The Wars of the Roses characterised the fifteenth and sixteenth centuries, causing violence and confusion in the fifteenth century and then fuelling Tudor paranoia in the sixteenth. The conflict also had a major effect on the reputations of the queens of the period, with some such as Margaret of Anjou sometimes forced to take an active and unpopular course. However the conflict also had another, less foreseeable outcome: by the mid-sixteenth century there were very few people alive who possessed a credible claim to the throne. When Edward VI cast around for someone to succeed him in 1553, all the plausible candidates proved to be female, making it inevitable that England would finally have its first effective queen regnant.

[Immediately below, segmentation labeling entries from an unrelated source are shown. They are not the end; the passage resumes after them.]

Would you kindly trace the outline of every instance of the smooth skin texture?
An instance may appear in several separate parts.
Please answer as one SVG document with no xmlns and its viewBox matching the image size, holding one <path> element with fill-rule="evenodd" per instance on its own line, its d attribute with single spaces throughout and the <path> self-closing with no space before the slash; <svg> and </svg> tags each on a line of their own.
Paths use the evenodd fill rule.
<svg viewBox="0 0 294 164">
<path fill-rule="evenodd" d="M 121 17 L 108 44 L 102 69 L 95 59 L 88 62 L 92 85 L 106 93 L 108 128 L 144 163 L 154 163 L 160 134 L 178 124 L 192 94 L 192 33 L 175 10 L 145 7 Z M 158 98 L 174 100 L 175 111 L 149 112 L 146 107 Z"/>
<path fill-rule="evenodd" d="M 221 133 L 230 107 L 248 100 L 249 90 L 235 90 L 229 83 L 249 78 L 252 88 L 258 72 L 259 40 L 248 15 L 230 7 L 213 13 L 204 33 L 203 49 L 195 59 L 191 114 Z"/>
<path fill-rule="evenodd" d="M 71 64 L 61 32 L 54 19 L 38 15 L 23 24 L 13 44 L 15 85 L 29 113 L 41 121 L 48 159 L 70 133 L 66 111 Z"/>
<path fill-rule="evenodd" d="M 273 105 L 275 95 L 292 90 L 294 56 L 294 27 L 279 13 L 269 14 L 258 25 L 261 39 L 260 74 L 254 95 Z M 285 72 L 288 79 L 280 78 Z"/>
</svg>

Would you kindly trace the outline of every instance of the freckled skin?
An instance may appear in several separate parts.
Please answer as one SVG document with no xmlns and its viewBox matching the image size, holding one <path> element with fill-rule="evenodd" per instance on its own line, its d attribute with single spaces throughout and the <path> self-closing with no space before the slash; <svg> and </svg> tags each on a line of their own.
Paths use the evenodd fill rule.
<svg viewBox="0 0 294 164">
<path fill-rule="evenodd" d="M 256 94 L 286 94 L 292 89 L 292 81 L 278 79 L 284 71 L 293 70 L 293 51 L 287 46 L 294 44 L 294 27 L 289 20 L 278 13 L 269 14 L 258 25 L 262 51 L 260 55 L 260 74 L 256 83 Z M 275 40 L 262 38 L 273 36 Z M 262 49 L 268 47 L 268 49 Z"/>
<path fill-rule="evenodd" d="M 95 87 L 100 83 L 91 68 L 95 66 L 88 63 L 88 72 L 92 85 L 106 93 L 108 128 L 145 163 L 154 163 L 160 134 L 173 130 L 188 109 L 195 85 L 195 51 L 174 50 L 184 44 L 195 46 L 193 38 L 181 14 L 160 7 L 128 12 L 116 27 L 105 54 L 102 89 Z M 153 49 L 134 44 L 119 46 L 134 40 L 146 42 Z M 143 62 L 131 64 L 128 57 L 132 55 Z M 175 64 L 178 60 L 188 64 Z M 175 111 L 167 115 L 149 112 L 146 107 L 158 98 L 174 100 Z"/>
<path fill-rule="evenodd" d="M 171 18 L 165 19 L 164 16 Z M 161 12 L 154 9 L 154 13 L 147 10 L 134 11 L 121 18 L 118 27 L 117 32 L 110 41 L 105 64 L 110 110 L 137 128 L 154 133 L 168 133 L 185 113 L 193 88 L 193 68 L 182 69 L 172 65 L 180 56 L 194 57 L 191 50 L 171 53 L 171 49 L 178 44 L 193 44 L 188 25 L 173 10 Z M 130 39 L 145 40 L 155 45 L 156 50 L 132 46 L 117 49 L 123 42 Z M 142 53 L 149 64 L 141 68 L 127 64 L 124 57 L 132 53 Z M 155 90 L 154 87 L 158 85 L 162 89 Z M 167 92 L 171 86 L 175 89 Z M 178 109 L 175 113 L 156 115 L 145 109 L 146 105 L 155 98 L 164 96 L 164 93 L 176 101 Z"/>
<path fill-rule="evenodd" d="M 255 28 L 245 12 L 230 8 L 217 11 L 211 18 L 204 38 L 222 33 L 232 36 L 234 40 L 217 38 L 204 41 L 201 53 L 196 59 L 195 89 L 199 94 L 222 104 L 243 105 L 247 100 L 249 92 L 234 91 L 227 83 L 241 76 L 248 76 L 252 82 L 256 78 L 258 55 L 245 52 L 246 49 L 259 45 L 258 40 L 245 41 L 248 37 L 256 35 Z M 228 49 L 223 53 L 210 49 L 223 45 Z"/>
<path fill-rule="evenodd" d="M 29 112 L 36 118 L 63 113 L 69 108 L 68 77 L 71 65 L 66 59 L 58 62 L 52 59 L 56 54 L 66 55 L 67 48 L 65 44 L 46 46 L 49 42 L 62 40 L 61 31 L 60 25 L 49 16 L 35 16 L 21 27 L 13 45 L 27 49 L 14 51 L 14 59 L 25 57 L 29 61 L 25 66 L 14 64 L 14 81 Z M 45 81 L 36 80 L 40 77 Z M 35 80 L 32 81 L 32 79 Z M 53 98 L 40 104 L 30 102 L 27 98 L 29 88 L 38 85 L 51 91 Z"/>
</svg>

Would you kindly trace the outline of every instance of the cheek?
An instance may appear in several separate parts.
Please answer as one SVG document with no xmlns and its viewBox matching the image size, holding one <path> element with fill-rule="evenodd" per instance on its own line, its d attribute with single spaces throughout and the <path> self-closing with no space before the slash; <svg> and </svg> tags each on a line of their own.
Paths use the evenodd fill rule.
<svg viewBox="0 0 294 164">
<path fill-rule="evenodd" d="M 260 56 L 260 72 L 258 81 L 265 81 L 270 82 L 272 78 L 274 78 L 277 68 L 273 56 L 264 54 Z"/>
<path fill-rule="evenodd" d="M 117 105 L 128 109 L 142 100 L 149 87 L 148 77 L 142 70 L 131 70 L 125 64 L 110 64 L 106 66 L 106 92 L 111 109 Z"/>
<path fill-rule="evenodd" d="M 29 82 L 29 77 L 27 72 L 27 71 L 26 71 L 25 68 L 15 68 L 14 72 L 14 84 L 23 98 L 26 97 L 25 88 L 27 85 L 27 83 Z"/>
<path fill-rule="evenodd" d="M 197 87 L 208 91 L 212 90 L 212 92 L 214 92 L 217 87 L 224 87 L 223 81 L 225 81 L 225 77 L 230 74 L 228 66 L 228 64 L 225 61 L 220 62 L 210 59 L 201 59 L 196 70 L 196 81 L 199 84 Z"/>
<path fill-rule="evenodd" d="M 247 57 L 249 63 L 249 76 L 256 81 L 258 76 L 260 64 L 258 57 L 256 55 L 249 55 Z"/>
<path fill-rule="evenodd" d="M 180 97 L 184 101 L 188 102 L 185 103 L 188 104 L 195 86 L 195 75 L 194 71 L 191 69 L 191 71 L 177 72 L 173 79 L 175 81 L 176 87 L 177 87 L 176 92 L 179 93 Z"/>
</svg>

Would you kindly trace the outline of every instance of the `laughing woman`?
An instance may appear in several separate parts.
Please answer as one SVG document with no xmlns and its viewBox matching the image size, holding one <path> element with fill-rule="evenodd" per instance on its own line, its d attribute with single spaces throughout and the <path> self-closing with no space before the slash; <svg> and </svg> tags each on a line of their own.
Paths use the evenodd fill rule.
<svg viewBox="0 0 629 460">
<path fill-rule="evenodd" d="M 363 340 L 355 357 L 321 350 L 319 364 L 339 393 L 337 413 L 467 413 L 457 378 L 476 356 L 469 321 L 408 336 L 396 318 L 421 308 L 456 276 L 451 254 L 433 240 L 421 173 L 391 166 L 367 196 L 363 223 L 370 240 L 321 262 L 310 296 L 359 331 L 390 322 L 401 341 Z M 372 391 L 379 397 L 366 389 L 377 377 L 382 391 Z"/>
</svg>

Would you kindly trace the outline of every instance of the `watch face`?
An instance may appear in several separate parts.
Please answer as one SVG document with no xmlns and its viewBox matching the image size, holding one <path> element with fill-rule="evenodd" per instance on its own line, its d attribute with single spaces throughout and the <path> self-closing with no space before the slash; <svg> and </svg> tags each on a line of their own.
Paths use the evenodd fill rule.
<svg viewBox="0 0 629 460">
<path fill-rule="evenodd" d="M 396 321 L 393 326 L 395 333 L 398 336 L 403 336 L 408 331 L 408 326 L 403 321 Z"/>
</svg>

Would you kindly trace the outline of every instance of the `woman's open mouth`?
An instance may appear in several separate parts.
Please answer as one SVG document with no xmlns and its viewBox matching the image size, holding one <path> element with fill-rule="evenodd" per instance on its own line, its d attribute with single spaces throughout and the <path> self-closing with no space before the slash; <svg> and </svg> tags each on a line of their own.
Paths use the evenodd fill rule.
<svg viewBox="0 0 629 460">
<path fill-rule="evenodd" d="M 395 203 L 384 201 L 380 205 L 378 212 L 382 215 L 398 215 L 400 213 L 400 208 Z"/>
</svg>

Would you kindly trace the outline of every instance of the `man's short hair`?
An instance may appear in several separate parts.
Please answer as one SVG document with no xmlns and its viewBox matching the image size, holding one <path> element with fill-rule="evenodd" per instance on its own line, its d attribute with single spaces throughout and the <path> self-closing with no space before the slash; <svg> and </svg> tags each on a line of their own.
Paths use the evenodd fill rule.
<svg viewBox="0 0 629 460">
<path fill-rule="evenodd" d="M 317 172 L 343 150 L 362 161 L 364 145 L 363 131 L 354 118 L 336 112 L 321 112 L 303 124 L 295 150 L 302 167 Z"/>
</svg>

Queenship during the fifteenth and sixteenth centuries was often insecure and the office itself was changeable. It was still based firmly on its Anglo-Saxon and post-conquest foundations but in the turbulent times of the fifteenth century, queens often had to adapt to fulfil a more varied role. By the mid-sixteenth century, England was moving away from the medieval period into the early modern period. However, queens such as Mary Tudor still consciously looked back at the medieval past for a model of queenship, proving that, even in adverse and unprecedented circumstances, English queenship remained a recognisable office with guidelines on how to be a good queen and avoid notoriety. Joan of Navarre, Margaret of Anjou, Elizabeth Woodville, Anne Boleyn, Catherine Howard, Lady Jane Grey and Mary I are all remembered as notorious and they all, at least according to their contemporaries, failed to live up to the ideal of a good queen. As with the earlier queens, however, there was often a motive behind the attacks on the women, usually tied up in the politics of the day. Due to the difficulties of the period in which they lived, all of these women found themselves in dangerous situations and, as their own party diminished in power they were actively attacked, leading to the destruction of their reputations. Once again, in the fifteenth and sixteenth centuries, women proved particularly vulnerable to attack and the mostly English queens of this period proved as vulnerable as any, to their considerable cost.